The short-term and oncologic outcomes of laparoscopic versus open surgery for T4 colon cancer
Ik Yong Kim ; Bo Ra Kim ; Young Wan Kim
Surgical Endoscopy , Vol.null(null) : 1~11, 2015
PURPOSE: To compare R0 resection rates and short-term and oncologic outcomes between laparoscopy and open surgery for T4 colon cancer.
METHODS: Patients with non-metastatic T4 colon cancer (n = 117) underwent treatment either through laparoscopy (n = 51) or open surgery (n = 66). Conversion to open surgery occurred in seven cases (13.7 %).

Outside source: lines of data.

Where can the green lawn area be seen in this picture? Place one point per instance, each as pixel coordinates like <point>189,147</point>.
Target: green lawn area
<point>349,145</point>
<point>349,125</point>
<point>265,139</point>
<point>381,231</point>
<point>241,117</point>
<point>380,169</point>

RESULTS: History of abdominal surgery (2.0 vs. 12.1 %) and emergency operation (2.1 vs. 24.2 %) were less frequent in the laparoscopy group. Conversion to open surgery occurred in seven cases (13.7 %). Resection of adjacent organs was less frequently performed in the laparoscopy group (27.5 vs. 53.0 %, p = .005). The mean operative time (189 vs. 210 min) and rate of 30-day postoperative complications (12 vs. 24 %) were similar between the two groups. Shorter time to soft diet (7 vs. 9 days, p = .018) and hospital stay (14 vs. 18 days, p = .044) were observed in the laparoscopy group. T4b tumor was also less frequent in the laparoscopy group (3.9 vs. 18.2 %, p = .018), while R0 resection rates were similar between the laparoscopy (96.1 %) and open surgery group (95.5 %). The mean number of lymph nodes was 22 in the laparoscopy group and 27 in the open surgery group (p = .021). No differences in 3-year overall survival rate (82.5 vs. 75.7 %), recurrence-free survival rate (61.9 vs. 63.5 %), and local recurrence-free survival rate (89.8 vs. 88.5 %) were observed between the groups. Operation time, blood loss, 30-day complication rate, time to diet, duration of hospital stay, R0 resection rate, 3-year overall and local recurrence-free survival rates showed no difference between the converted and open surgery groups.
CONCLUSIONS: Our results indicate that laparoscopy is a surgically safe and oncologically acceptable approach and thus could be considered for well-selected patients with T4 colon cancer in order to allow faster short-term recovery.